There is a famous trick question "What happens to a vector when we change coordinates". The answer for physicists is "nothing" since it is representation that changes, not the phenomena. If I think a matrix A as specifying a motion, it describes a process with some physical reality. So its reasonable that the same motion might be represented by different matrices if we change coordinates. A simple example of that is rotation in 3D about an axis. If we pick a coordinate system where the axis of rotation coincides with one of the coordinate axes, it is represented by a matrix looks like the above matrix embedded in a 3x3 matrix with a 1 and 0's filling the matrix out. If we pick a coordinate system where the axis of rotation doesn't coincide with a coordinate axis the matrix is more complicated.

My statement that B = P^{-1} A P represents a change of coordinates can be interpreted to mean that if we think of A as an algorithm that computes a certain movement, then B represents exactly the same movement, but in a different coordinate system.

There is probably a good interpretation of that equation when we regard A as specification for changing coordinates. I'll have to think about that.

An excellent (i.e. thin, cheap, easy) book on matrices as transformations is the Dover book "Matrices And Transformations" by Anthony Pettofrezzo.
 
Last edited:
  • #7
Here's an amusing way to view B = P^{-1} A P.

The boss comes to you and says "Our competitor MoverAmCo has a matrix A that peforms this wonderful displacement. Here are all the numerical entries in the matrix A. I want you to reverse engineer it and create an equivalent product for us. Of course, I want our version of it to use our coordinate system instead of MoverAmCo's."

A co-worker tells you that the way to covert the vector x expressed in your company's coordinate system to MoverAmCo's coordinate system is do the computation y = Px where P is an invertible matrix, which he writes down for you.

You figure the way to kludge up a copy of A in your company's coordinate system is the following algorithm.

1. Given a vector x in your company's coordinate system, compute y = Px to convert the vector to the MoverAmCo coordinate system.

2. Apply MoverAmCo's matrix A to y (which makes sense since y is in the MoverAmCo coordinates now) This computes z = Ay

3. Convert the vector z back into your company's coordinate system. To to this compute w = P^{-1} z.

As you think about this algorithm, you realize that you are doing the computation
P^{-1}(A(Px))

Since matrix multiplication is associative, you realize that you can do the computation as (P^{-1} A P) x. So your company's version of the matrix for the movement is B = P^{-1} A P.
 
  • #8
Again, many thanks for your help.

A fundamental question- in case of Householder transformation which is an approach used to obtain a simialr matrix to a given matrix.

When we say similar, the similar matrix has many common properties to the given matrix (eigen values,rank,determinant,trace,..) but obviously not all properties are same.

In this case (meaning the two matrices does not have ALL properties same) can we say that we are doing coordinate transformation here??

Because, if it was coordiante transformation the matrix should remain EXACTLY similar as the coordiante system is only changed.As you say;

What happens to a vector when we change coordinates". The answer for physicists is "nothing"

In that case there is something happening to the original matrix- as not al properties of 2 matrices A and B are same.

Am I right when I say: Tansforming a matrix A to B using P^{-1} A P is NOT coordinate transformation?

Vishal
 
  • #9
svishal03 said:
When we say similar, the similar matrix has many common properties to the given matrix (eigen values,rank,determinant,trace,..) but obviously not all properties are same.

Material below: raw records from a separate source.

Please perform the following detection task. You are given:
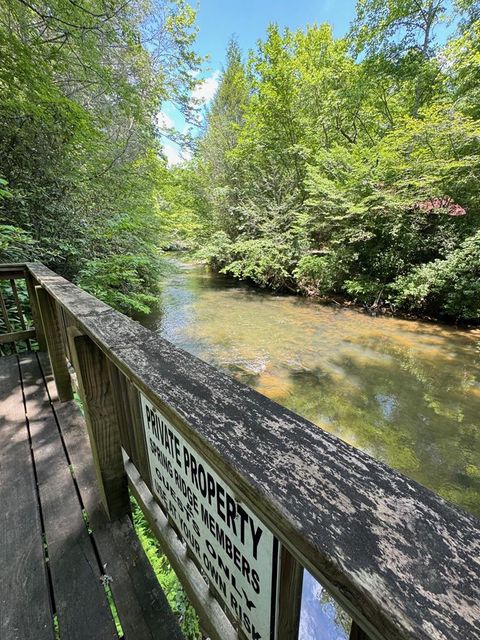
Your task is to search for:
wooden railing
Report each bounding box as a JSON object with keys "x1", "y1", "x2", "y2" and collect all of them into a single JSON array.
[
  {"x1": 1, "y1": 264, "x2": 480, "y2": 640},
  {"x1": 0, "y1": 264, "x2": 43, "y2": 353}
]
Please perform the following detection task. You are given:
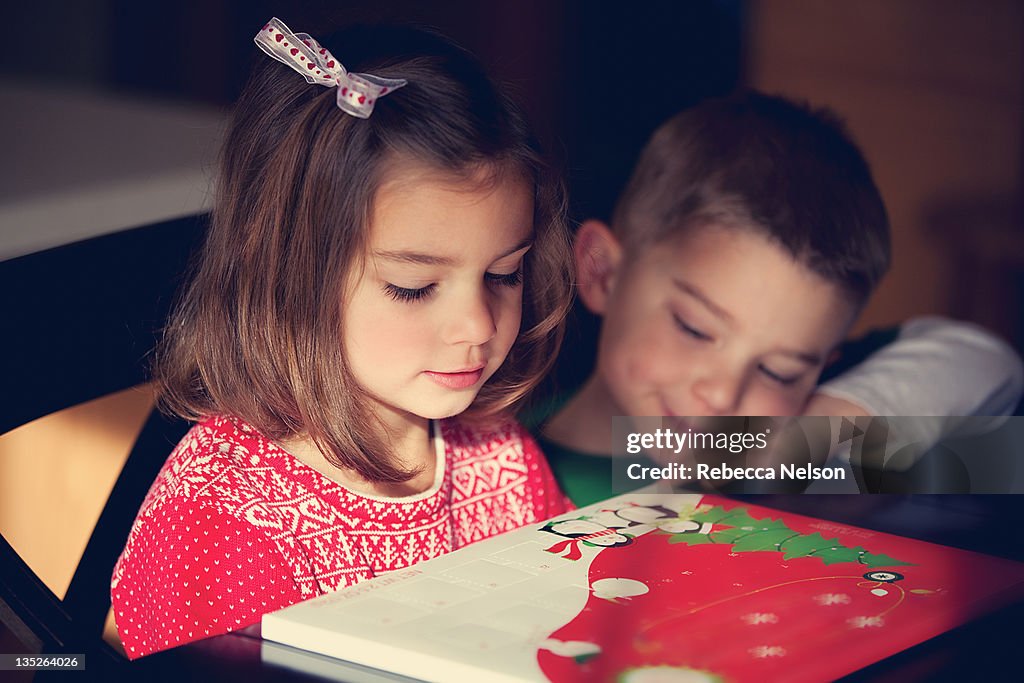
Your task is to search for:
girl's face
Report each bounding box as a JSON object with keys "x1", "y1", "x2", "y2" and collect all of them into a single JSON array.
[{"x1": 343, "y1": 164, "x2": 534, "y2": 427}]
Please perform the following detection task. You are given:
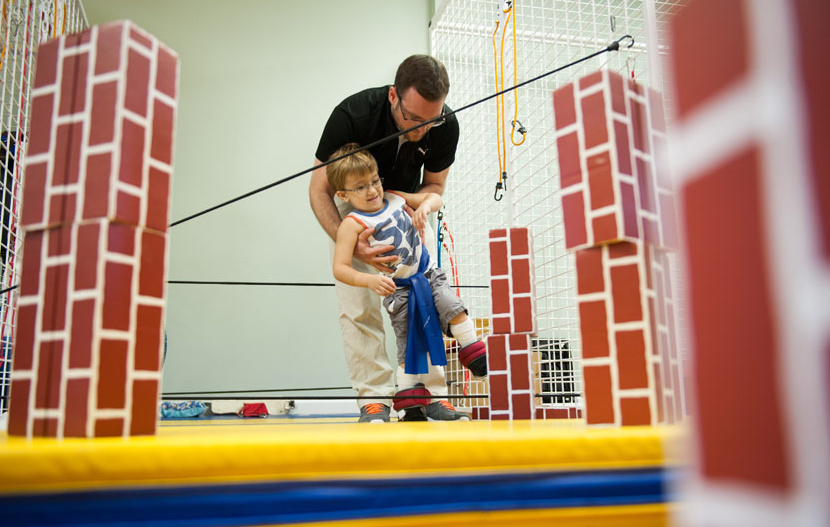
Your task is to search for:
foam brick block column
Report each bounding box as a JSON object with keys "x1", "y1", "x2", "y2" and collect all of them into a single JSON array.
[
  {"x1": 490, "y1": 228, "x2": 536, "y2": 335},
  {"x1": 487, "y1": 334, "x2": 535, "y2": 421},
  {"x1": 487, "y1": 228, "x2": 536, "y2": 420},
  {"x1": 9, "y1": 22, "x2": 178, "y2": 437},
  {"x1": 669, "y1": 0, "x2": 830, "y2": 527},
  {"x1": 553, "y1": 70, "x2": 683, "y2": 425}
]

In this case (meaning the two matrices does not have ALL properties same) can we say that we are doing coordinate transformation here??


Because, if it was coordiante transformation the matrix should remain EXACTLY similar as the coordiante system is only changed.As you say;

Coordinate transformations don't preserve all properties of things. They don't preserve the numerical entries of matrices or vectors. So it isn't true that coordinate transformations preserve all properties.

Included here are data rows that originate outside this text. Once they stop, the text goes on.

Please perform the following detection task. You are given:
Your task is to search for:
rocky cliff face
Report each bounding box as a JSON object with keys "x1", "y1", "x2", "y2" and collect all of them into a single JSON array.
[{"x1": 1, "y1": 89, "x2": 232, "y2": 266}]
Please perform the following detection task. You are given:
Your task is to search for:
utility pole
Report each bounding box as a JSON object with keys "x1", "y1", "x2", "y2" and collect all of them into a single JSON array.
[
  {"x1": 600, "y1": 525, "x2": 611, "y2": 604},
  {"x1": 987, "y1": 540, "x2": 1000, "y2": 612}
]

It is a rather circular way of saying things to say the following: "Coordinate transformations preserve all the properties of a thing which don't depend on the particular way the thing is represented." - i.e. coordinate transformations preserve the things that they preserve! However, one may take the view that the properties of a thing that coordinate transformations preserve are the "essence" of a thing.

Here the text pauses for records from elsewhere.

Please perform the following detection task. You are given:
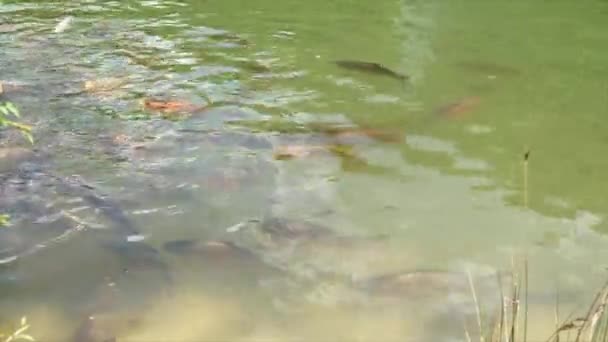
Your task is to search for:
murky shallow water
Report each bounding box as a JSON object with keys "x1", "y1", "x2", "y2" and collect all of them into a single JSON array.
[{"x1": 0, "y1": 0, "x2": 608, "y2": 341}]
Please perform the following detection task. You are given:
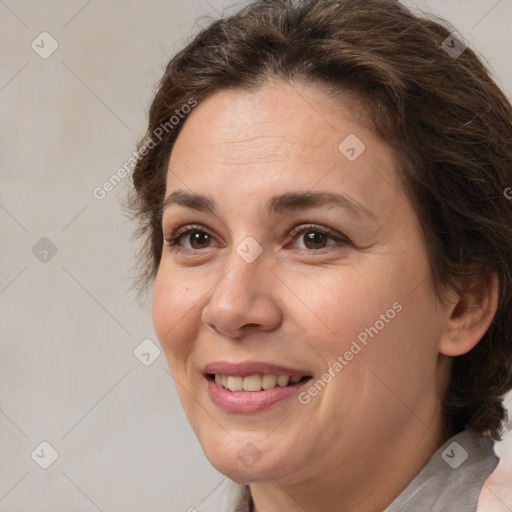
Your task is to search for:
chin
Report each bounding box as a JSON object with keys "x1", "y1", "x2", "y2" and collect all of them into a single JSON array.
[{"x1": 201, "y1": 432, "x2": 290, "y2": 485}]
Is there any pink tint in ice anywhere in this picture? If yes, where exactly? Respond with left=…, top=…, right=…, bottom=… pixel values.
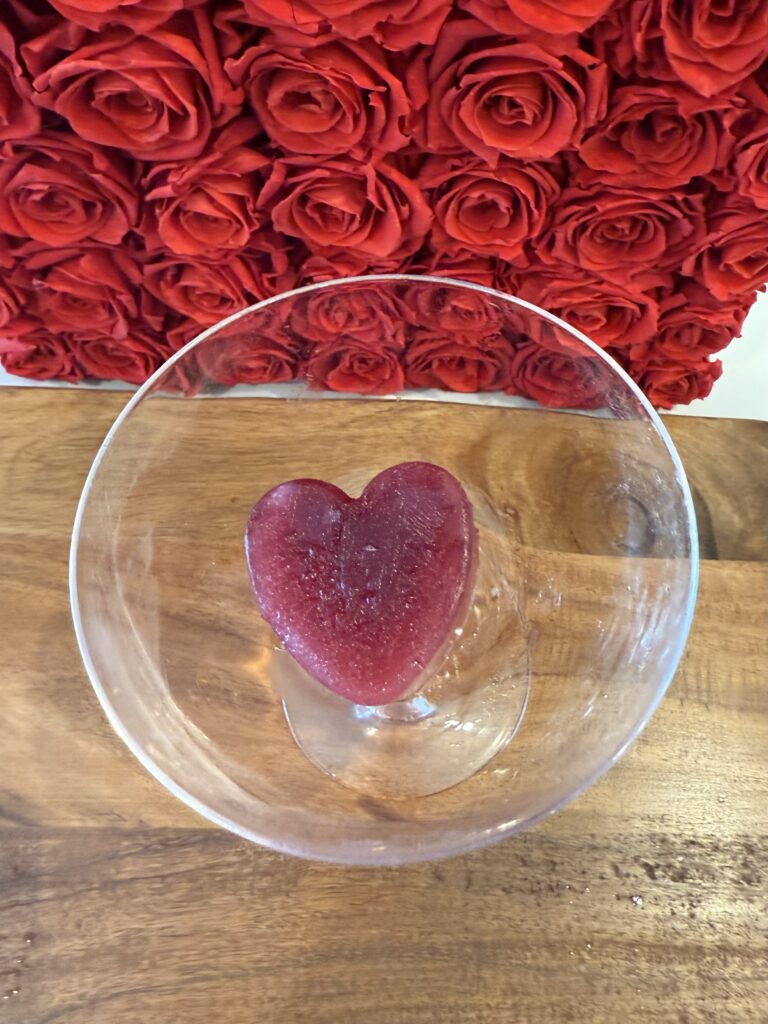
left=246, top=462, right=476, bottom=705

Which non-preserved property concerns you?

In that case there is something happening to the original matrix- as not al properties of 2 matrices A and B are same.

Am I right when I say: Tansforming a matrix A to B using P^{-1} A P is NOT coordinate transformation?
We must define what is meant by "a coordinate transformation of a matrix" Some possible meanings of the question.

1. Suppose we pretend the nxn matrix is simply an n^2 dimensional vector. So we view a 2x2 matrix B as the vector (b[1][1], b[1][2], b[2][1], b[2][2] ). Then does the equation B = P^-1 A B establish a linear transformation between two n^2 dimensional vectors?

2. Suppose we regard the matrix B as a list of n column vectors, so a 2x2 matrix is regarded as the list of vectors: { b[*}[1], b[*][2] }. Then does the equation B = P^{-1} A P establish a linear transformation between two n dimensional column vectors that is applied to each of the column vectors?

3. Suppose we regard the matrix A as a specification for an algorithm which takes as input an n dimensional column vector x and produces as output an n dimensional column vector y according to the the forumula y = Ax. Then does the equation B = P^{-1} A P define the specification for the same algorithm, when the coordinates of the input and output vectors are transformed according to the formula v' = Pv where v is the vector represented in the coordinate system for B and v' is the vector represented in the coordinate system for A.

The answer for 3. is Yes. I justified that in my previous post. That is how I think of "the coordinate transformation of a matrix".

I haven't even thought about 1. and 2. I suppose we can figure them out quickly by doing some simple examples. Are 1. and 2. the questions that concern you ?
 
  • #10
Thanks a lot Stephen- I'm getting clearer now.I was out of my city for the last few days and had not been online, hence, the delay in replying.Thanks...

I had another question- what is the differnce between a transformation and decomposition?

Do all transformations of matrices result in similar matrices?

I'm currently reading about QR transformation wherein first we decompose a matrix 'A' into a orthogonal (Q) matrix and an upper triangular 'R' matrix.

Having done that we just vreverse the order from QR to RQ and since R = Q^TA

we get RQ = Q^T A Q [ which is similar to P^T A ^P discussed in the this theread]

We see that QR transformation again involves obtainign a similar matrix to given matrix 'A'.

I was concerned what is that physically doing when we decompose A = QR?
 
  • #11
svishal03 said:
I had another question- what is the differnce between a transformation and decomposition?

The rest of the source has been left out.